Currently the See lesson changlog button will take the user to github file history tab. But I think this site will be more intuitive to use for learners:

(proposition) https://github.githistory.xyz/TheOdinProject/curriculum/blob/main/javascript/computer_science/project_binary_search_trees.md

vs

(current) https://github.com/TheOdinProject/curriculum/commits/main/javascript/computer_science/project_binary_search_trees.md

Acceptance criteria

Additional Comments

No response

AgustinRamiroDiaz commented 1 month ago

@nikitarevenco I think you meant githistory.xyz/TheOdinProject/curriculum/blob/main/javascript/computer_science/project_binary_search_trees.md in the proposition (since the other link doesn't work for me)

nikitarevenco commented 1 month ago

@nikitarevenco I think you meant githistory.xyz/TheOdinProject/curriculum/blob/main/javascript/computer_science/project_binary_search_trees.md in the proposition (since the other link doesn't work for me)
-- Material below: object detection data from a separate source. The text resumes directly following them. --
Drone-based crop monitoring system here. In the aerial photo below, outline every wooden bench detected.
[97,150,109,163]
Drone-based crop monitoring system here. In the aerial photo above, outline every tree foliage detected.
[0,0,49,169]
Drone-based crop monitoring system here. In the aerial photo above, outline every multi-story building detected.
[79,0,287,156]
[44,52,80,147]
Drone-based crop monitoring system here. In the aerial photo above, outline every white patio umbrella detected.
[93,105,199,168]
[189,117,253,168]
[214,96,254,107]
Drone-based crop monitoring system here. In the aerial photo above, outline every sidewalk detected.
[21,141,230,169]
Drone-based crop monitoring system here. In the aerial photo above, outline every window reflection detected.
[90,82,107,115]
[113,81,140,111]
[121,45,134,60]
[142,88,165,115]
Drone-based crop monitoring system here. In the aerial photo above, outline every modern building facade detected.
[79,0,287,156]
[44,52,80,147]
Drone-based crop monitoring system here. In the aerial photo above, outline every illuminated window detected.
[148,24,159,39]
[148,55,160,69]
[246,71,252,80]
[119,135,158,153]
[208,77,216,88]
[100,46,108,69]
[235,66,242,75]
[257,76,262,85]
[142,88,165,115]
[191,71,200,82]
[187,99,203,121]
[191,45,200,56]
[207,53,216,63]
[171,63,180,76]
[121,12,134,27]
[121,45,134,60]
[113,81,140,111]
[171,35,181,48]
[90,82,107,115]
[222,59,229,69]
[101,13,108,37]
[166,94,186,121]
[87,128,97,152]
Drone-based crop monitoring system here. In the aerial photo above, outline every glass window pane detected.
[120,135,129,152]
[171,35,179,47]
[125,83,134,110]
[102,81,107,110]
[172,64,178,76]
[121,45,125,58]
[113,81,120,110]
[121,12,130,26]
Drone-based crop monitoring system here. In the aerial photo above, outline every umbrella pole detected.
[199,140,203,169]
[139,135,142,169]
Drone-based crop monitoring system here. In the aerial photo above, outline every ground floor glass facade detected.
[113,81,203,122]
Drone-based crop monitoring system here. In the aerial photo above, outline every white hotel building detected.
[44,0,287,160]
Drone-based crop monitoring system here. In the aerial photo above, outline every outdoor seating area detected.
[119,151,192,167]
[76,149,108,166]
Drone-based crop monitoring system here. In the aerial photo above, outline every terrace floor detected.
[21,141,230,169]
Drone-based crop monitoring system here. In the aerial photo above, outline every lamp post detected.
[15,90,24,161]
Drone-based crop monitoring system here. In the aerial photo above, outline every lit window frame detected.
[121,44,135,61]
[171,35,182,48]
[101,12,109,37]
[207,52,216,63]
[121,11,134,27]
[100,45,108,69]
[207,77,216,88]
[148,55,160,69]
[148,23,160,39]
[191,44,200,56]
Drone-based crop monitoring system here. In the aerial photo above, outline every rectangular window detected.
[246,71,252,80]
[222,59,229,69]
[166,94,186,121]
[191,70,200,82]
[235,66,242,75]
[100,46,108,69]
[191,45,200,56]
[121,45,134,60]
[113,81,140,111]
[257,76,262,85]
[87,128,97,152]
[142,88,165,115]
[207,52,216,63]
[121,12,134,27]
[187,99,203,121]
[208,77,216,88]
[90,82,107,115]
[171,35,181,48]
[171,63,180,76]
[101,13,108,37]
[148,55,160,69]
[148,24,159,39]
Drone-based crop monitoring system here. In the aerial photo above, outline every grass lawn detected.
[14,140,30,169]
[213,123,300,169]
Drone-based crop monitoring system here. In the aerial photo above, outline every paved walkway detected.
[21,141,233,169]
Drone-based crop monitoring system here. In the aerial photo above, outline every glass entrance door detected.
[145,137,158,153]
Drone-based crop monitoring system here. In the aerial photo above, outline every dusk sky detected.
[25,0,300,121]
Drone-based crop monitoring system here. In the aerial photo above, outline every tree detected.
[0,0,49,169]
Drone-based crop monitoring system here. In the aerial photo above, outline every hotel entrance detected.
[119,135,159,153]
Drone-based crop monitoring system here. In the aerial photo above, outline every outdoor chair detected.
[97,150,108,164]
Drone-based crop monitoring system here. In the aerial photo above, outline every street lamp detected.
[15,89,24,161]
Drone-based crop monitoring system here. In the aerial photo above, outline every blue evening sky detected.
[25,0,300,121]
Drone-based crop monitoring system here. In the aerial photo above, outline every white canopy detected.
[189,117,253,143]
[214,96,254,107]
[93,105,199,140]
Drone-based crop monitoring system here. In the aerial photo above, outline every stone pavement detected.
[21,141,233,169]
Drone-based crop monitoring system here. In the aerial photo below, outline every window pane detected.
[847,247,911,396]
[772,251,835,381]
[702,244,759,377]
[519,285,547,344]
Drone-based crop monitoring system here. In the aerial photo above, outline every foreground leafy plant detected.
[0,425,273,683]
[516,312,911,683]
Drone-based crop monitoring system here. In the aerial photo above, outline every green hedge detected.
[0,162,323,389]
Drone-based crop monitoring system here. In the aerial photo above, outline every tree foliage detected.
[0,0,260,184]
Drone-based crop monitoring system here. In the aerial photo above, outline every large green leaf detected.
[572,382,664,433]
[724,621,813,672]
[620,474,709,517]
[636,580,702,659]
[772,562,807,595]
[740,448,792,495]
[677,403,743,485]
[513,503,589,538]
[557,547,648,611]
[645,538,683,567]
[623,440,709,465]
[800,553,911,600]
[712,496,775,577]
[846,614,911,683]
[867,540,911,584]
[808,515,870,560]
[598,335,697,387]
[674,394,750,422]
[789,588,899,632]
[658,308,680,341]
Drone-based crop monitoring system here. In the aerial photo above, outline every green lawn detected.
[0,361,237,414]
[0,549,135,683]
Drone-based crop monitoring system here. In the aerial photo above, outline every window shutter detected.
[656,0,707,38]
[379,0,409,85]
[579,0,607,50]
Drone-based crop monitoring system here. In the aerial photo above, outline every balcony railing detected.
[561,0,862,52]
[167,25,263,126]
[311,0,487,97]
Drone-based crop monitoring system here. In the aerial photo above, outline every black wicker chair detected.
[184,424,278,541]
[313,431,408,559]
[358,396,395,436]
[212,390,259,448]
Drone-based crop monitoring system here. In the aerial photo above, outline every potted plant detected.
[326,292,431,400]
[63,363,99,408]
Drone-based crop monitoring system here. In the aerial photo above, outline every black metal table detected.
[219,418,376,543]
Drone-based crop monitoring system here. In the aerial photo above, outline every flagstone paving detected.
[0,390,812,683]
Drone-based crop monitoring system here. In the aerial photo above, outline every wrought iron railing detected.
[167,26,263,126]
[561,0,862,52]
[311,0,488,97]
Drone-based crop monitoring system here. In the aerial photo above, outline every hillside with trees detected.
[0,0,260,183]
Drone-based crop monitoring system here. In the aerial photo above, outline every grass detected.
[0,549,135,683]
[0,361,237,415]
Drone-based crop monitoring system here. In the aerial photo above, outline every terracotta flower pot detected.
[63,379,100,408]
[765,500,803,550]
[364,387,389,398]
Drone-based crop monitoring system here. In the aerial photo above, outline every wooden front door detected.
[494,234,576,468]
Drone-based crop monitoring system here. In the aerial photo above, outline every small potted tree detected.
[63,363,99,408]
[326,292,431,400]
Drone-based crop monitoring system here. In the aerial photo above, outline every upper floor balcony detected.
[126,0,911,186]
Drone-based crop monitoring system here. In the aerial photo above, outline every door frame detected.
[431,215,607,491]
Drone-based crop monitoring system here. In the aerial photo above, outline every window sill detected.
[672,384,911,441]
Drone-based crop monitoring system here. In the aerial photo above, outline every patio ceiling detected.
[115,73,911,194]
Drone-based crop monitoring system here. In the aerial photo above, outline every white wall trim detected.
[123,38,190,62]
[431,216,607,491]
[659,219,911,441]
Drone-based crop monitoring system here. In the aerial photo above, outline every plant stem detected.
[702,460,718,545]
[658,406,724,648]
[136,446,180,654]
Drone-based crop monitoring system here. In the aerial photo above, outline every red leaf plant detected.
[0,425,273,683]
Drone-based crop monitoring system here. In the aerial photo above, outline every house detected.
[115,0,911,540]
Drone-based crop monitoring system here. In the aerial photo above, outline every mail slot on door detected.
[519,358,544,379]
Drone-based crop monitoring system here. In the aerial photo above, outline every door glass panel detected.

Just tested and both links work for me Maybe there was an internal error or something?

MaoShizhong commented 1 month ago

Thanks for the suggestion. I think that site is pretty damn awesome! Though I feel that the current commit history page is actually more useful for the purpose. You can see the summaries of many commits all at once, and commit bodies are viewable via single toggle button. It's easier to find out what's changed over time rather than just what lines an individual commit has changed from the previous. With the (really nifty) git history site, you can't see a list of all past commits. I'd have to scroll through the commits to see what changed, and would have to open the commit itself in a new window to read any part of the title/body that was truncated. Whereas with the standard commit history, most meaningful commits will have descriptive enough names, so people can see what changes happened over time at a glance. Plus, it wouldn't hurt for people to get more familiar with the GitHub interface too!